Substructure Screenouts
Run an optimised Tversky (a=1, b=0, threshold=1.0) substructure screenout. Note that this is not a full substructure (i.e., with subgraph isomorphism) search.
Tip
It's recommended to use RDKitPattern fingerprint type with this kind of searches.
Use the FPSim2Engine.substructure
function to run a substructure screenout.
from FPSim2 import FPSim2Engine
fp_filename = 'chembl_35_v0.6.0.h5'
fpe = FPSim2Engine(fp_filename)
query = 'CC(=O)Oc1ccccc1C(=O)O'
results = fpe.substructure(query, n_workers=1)
Use the FPSim2Engine.on_disk_substructure
function to run substructure screenouts on disk. This method is much slower but suitable when working with databases larger than available RAM. To use ONLY if the dataset doesn't fit in memory.
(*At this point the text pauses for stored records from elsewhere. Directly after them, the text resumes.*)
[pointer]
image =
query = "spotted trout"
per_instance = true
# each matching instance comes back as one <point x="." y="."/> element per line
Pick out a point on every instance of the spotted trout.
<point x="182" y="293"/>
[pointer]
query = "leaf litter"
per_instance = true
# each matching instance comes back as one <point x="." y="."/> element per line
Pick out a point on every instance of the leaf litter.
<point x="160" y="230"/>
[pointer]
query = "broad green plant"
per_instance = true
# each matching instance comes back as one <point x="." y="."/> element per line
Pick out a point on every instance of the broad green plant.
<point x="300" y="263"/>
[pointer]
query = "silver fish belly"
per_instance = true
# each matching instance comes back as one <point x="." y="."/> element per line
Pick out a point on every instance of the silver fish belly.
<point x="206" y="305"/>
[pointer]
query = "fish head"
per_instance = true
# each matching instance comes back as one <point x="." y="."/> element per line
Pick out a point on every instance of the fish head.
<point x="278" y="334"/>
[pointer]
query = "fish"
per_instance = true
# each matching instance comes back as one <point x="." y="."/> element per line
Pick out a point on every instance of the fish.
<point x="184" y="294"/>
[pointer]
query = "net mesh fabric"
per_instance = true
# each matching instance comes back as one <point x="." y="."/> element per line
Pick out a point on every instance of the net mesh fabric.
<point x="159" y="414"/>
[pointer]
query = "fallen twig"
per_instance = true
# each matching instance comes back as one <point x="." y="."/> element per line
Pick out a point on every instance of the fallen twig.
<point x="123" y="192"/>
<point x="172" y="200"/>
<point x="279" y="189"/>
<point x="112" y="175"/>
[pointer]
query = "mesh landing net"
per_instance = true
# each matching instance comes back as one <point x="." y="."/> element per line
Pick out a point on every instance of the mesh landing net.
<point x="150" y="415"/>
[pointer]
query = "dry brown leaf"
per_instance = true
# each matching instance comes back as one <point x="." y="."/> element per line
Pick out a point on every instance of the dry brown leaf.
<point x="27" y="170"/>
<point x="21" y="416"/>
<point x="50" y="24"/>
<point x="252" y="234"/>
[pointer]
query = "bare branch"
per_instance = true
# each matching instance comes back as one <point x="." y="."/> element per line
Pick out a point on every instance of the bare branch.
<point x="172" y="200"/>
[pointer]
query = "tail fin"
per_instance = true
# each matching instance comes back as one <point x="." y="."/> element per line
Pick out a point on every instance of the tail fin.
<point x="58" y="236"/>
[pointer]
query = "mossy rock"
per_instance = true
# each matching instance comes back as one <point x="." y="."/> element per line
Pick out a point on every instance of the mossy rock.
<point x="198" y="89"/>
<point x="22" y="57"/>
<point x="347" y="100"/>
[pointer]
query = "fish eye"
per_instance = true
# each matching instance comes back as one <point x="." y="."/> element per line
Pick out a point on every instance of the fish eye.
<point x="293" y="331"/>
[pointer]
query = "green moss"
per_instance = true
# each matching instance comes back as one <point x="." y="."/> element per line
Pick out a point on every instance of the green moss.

from FPSim2 import FPSim2Engine
fp_filename = 'chembl_35_v0.6.0.h5'
fpe = FPSim2Engine(fp_filename, in_memory_fps=False)
query = 'CC(=O)Oc1ccccc1C(=O)O'
results = fpe.on_disk_substructure(query, n_workers=1)
Parallel Processing
The n_workers
parameter can be used to split a single query into multiple threads to speed up the search. This is especially useful when searching large datasets.